Belgium recently decided to make the euthanization of children legal, because children were already being killed, so rather than punish the doctors who were breaking the law, it was clearly better to just legalize it. This is in addition to the myriad of other people that they’re just fine euthanizing: transsexuals, twins scared of going blind, people suffering from depression, anorexics… basically, anything is fair game in Belgium. The transsexual man, Nathan Verhelst, even had his death broadcast onto local television. Doctors in Belgium have even given themselves permission to kill patients without getting the patient’s consent first.

The Netherlands is another country with a euthanasia free-for-all, where Dutch doctors can and do legally euthanize virtually anyone they feel like, including babies with birth defects, even if the patient did not or could not consent.

And who could forget when the Dr. Phil show advocated for the “mercy killing” of the disabled?

This is the problem with Maynard’s campaign. She was chosen to be the public face of Compassion & Choices at the moment for a reason: she’s young, she’s beautiful, she’s sympathetic. She’s in a tragic, horrific situation that pulls at everyone’s heartstrings. Her story is meant to manipulate your emotions.

Why would you want to force a person to suffer through such an awful illness? Do you want them to be in pain? She’s so noble and brave and selfless!

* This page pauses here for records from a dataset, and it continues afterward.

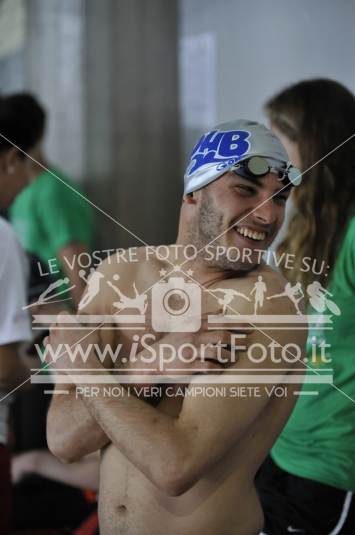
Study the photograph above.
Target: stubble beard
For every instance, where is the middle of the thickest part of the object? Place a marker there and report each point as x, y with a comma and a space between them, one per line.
209, 225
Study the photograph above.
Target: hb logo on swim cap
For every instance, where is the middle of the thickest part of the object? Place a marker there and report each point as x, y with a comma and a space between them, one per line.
227, 144
216, 147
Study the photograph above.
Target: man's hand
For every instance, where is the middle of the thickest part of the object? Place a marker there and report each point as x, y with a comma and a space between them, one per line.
186, 353
71, 346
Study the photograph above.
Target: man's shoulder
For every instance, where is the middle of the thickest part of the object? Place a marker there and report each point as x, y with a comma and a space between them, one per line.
9, 243
272, 279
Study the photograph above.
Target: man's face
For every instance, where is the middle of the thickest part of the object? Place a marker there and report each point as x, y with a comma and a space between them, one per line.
238, 212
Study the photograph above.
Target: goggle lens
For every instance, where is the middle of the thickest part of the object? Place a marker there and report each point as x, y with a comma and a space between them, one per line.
259, 166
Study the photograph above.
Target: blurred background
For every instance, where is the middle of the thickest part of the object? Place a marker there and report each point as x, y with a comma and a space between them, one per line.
130, 84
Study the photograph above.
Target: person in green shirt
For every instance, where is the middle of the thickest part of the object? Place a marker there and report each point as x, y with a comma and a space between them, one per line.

We should applaud her courage and conviction. Don’t rob her of her only comfort. It’s difficult to argue against such emotional manipulation, and the exploitation of Maynard’s story. And the right-to-die advocates know it. It says a lot that a woman’s choice to kill herself is being heralded as “brave” and “selfless”, when in reality, it is nothing of the sort. It’s being done because she’s afraid of her illness, and killing herself a few days after her husband’s birthday is certainly not selfless — now every year, on his birthday, he’ll remember his wife dying.

Bravery is fighting until the end, or choosing to make your final days full and meaningful. Killing yourself is taking the easy way out. Glorifying her decision is disturbing to the extreme.

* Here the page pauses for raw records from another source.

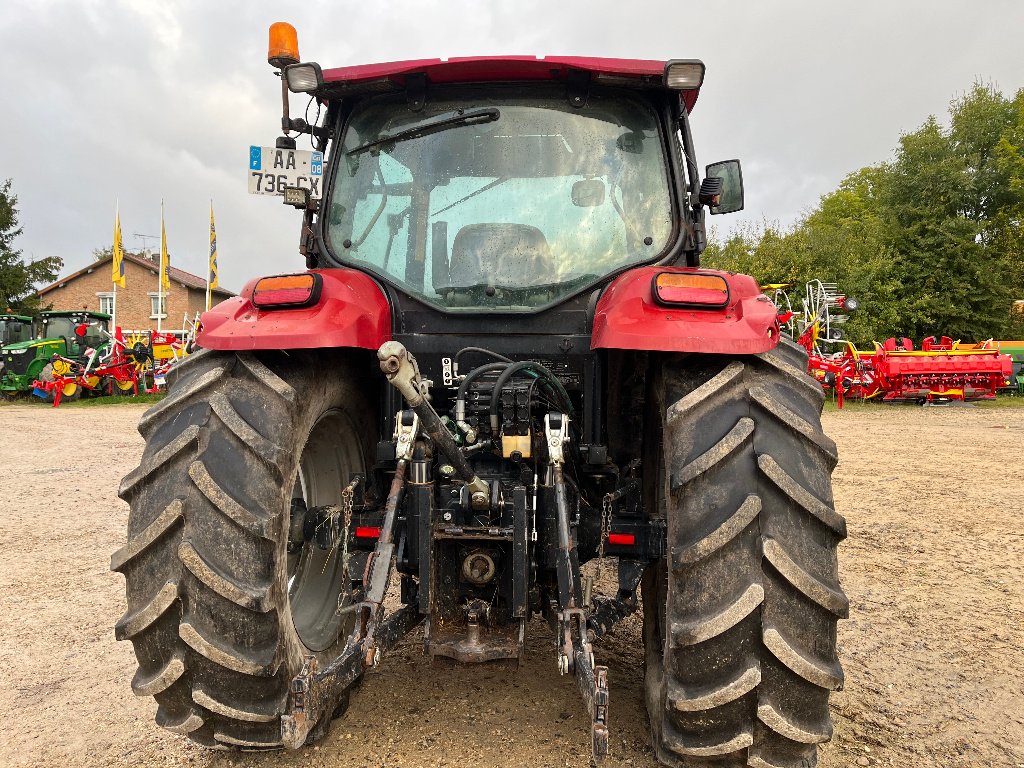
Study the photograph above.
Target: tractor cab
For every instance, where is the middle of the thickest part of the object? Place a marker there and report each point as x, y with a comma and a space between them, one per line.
14, 329
64, 325
511, 184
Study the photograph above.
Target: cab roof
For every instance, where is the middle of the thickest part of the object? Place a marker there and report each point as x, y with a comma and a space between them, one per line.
627, 72
73, 312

It would be interesting to see what Maynard’s reaction would be to what has happened to every country that has legalized assisted suicide. It never, ever remains solely for the terminally ill, though it always starts that way.

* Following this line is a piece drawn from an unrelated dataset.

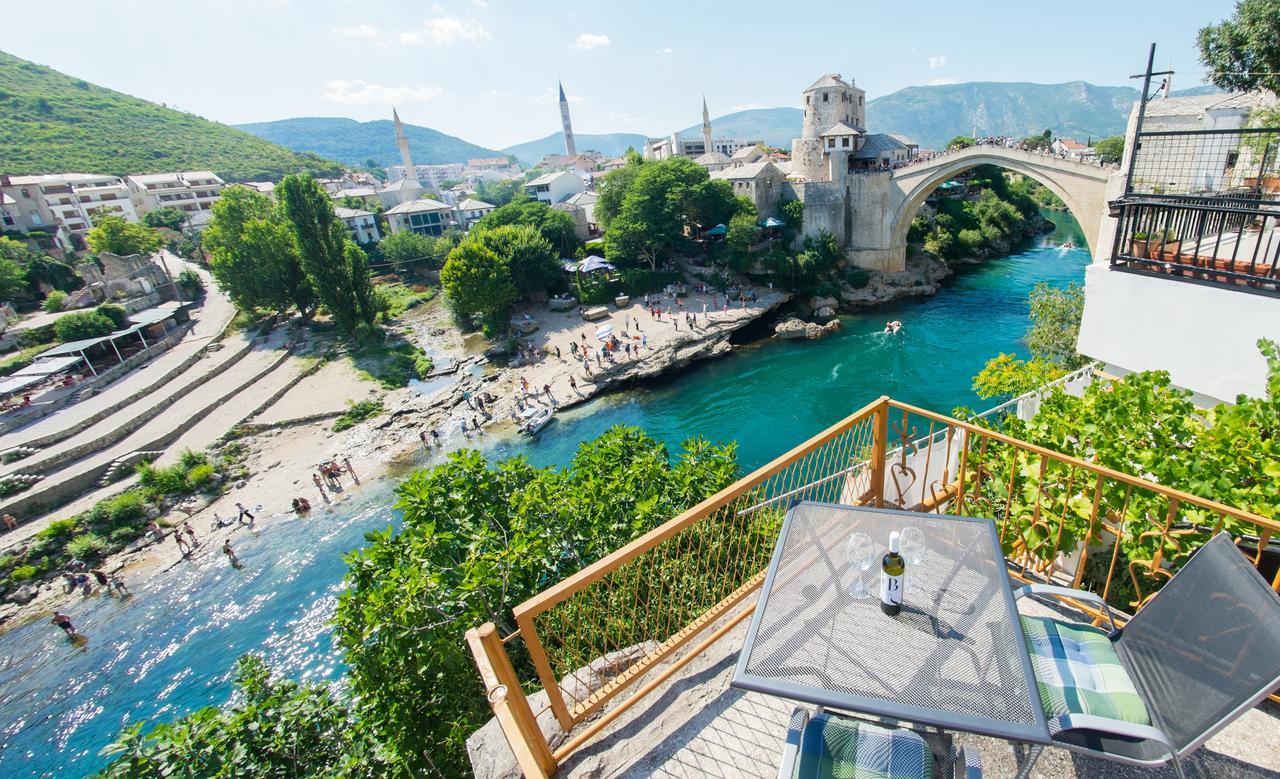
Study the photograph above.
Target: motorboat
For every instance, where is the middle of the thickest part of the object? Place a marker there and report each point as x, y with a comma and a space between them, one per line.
535, 418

The right-to-die lobby wants you to focus on your emotions, and not think more deeply about the topic, but really think about it. What Maynard is doing will affect much more than just her own life and that of her family’s. Her campaign will bring legitimacy to organizations like Compassion & Choices, and will certainly encourage more people to approve of the legalization of assisted suicide. But how many people will also be told of the seedy underbelly of the assisted suicide/euthanasia industry?

It is also disturbing to see that a person’s life is being framed as not worth living because they have an illness. The phrasing of assisted suicide as “death with dignity” is ironic and insulting, because it robs people of their inherent human dignity.

If a person is bedridden, or terminally ill, or disabled, it doesn’t mean their life is any less valuable. But assisted suicide advocates are right there ready to feed into your worst fears, whispering into your ear that you’re right, life isn’t worth living anymore, just give up and stop fighting, and it will be better for everyone. A person feels suicidal, and they’re there with their hands out, eager to accept your money and take your life. There’s nothing dignified or selfless about that. It’s sickening and ghoulish and wrong.

What Brittany Maynard is doing is legal, and therefore, it’s a choice that she has every right to make. But the rest of us have a choice to make as well, and that choice should not be to celebrate a person’s decision to prematurely end their life.